My idea is that I'm going to store dictionaries in hashmaps, with the word as a key and a bool as a value.
If the document has that word I will flip the bool to ture.
Right now I'm trying to think of a good way to read in these dictionaries, put them into the hashmaps, the way I'm doing it now is very naieve and looks clunky, is there a better way to populate these hashmaps?
moreover, these dictionaries are huge. maybe this isn't the best way to do this, i.e. populate them all in succession like this.
I was thinking that it might be better to just consider one dictionary at a time, and then create a score, how many words of the input text registered with that document, save that, and then process the next dictionary. that would save on RAM, isn't it? Is that a good solution?
The code so far looks like this:
static HashMap<String, Boolean> de_map = new HashMap<String, Boolean>();
static HashMap<String, Boolean> fr_map = new HashMap<String, Boolean>();
static HashMap<String, Boolean> ru_map = new HashMap<String, Boolean>();
static HashMap<String, Boolean> eng_map = new HashMap<String, Boolean>();
public static void main(String[] args) throws IOException
{
ArrayList<File> sub_dirs = new ArrayList<File>();
final String filePath = "/home/matthias/Desktop/language_detective/word_lists_2";
listf( filePath, sub_dirs );
for(File dir : sub_dirs)
{
String word_holding_directory_path = dir.toString().toLowerCase();
BufferedReader br = new BufferedReader(new FileReader( dir ));
String line = null;
while ((line = br.readLine()) != null)
{
//System.out.println(line);
if(word_holding_directory_path.toLowerCase().contains("/de/") )
{
de_map.put(line, false);
}
if(word_holding_directory_path.toLowerCase().contains("/ru/") )
{
ru_map.put(line, false);
}
if(word_holding_directory_path.toLowerCase().contains("/fr/") )
{
fr_map.put(line, false);
}
if(word_holding_directory_path.toLowerCase().contains("/eng/") )
{
eng_map.put(line, false);
}
}
}
So I'm looking for advice on how I might populate them one at a time, and an opinion as to whether that's a good methodology, or suggestions about possibly better methodologies for acheiving this aim.

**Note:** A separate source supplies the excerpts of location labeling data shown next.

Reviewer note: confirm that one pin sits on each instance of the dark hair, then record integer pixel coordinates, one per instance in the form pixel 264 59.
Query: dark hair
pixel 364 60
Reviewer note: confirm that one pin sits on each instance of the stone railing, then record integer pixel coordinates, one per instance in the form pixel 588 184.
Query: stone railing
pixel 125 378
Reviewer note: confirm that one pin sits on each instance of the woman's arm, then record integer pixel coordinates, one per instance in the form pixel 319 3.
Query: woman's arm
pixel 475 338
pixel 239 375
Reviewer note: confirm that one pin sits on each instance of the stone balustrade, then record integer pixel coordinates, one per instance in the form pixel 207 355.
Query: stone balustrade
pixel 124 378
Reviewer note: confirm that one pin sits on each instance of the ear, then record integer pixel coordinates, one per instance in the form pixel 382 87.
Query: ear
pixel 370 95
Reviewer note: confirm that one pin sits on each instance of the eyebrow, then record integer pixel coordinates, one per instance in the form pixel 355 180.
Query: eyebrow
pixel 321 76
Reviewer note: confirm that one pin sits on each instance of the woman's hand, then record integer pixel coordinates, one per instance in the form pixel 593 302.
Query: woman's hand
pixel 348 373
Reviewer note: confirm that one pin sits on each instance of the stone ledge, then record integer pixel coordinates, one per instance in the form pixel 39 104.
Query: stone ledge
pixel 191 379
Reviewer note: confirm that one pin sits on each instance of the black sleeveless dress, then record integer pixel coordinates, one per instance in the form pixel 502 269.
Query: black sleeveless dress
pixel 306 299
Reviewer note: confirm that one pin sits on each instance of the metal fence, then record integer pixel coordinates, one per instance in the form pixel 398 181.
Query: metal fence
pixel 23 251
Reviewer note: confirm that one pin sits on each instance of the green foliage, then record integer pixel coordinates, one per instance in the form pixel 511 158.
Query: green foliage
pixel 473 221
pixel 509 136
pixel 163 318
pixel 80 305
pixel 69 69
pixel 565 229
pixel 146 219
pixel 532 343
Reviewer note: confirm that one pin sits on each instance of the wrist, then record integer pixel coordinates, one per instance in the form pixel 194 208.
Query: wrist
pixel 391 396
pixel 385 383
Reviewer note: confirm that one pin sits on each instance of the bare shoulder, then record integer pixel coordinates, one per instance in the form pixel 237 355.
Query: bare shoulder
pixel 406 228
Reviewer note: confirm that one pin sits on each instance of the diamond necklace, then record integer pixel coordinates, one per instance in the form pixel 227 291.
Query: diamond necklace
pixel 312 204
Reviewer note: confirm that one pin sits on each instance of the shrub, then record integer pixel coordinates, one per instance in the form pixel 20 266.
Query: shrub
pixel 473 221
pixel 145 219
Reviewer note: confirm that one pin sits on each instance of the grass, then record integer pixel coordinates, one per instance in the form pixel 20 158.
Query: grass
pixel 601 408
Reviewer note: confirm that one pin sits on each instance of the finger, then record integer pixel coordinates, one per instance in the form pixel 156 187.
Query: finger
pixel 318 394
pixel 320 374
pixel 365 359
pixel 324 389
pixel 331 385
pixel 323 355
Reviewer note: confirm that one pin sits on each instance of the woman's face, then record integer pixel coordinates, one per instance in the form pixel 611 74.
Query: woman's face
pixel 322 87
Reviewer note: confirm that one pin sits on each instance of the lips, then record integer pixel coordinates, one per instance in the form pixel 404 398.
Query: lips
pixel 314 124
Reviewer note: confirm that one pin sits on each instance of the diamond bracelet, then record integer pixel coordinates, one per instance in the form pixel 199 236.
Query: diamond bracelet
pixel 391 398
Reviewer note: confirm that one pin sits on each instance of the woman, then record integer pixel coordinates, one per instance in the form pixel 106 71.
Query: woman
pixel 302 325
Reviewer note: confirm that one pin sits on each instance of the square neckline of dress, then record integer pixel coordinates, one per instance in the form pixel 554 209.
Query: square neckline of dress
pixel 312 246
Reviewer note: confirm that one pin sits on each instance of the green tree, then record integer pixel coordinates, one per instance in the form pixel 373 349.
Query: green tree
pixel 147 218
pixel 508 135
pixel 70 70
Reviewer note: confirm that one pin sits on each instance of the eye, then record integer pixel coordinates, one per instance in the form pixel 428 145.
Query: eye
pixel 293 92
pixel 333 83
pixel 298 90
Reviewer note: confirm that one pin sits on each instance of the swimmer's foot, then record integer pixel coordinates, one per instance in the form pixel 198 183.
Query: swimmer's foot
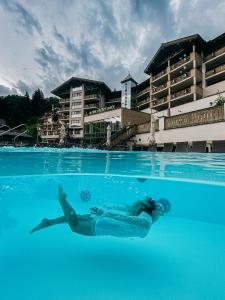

The full programme can be found here on my GitHub page.
27th
Upvotes: 0
Views: 306
Reputation: 4749
The task of language identification is well researched and there are a lot of good libraries. For Java, try TIKA, or Language Detection Library for Java (they report "99% over precision for 53 languages"), or TextCat, or LingPipe - I'd suggest to start from the 1st, it seems to have the most detailed tutorial.
If you task is too specific for existed libraries (although I doubt this is the case), refer to this survey paper and adapt closest techniques.
If you do want to reinvent the wheel, e.g. for self-learning purposes, note that identification can be treated as a special case of text classification and read this basic tutorial for text classification.
Upvotes: 1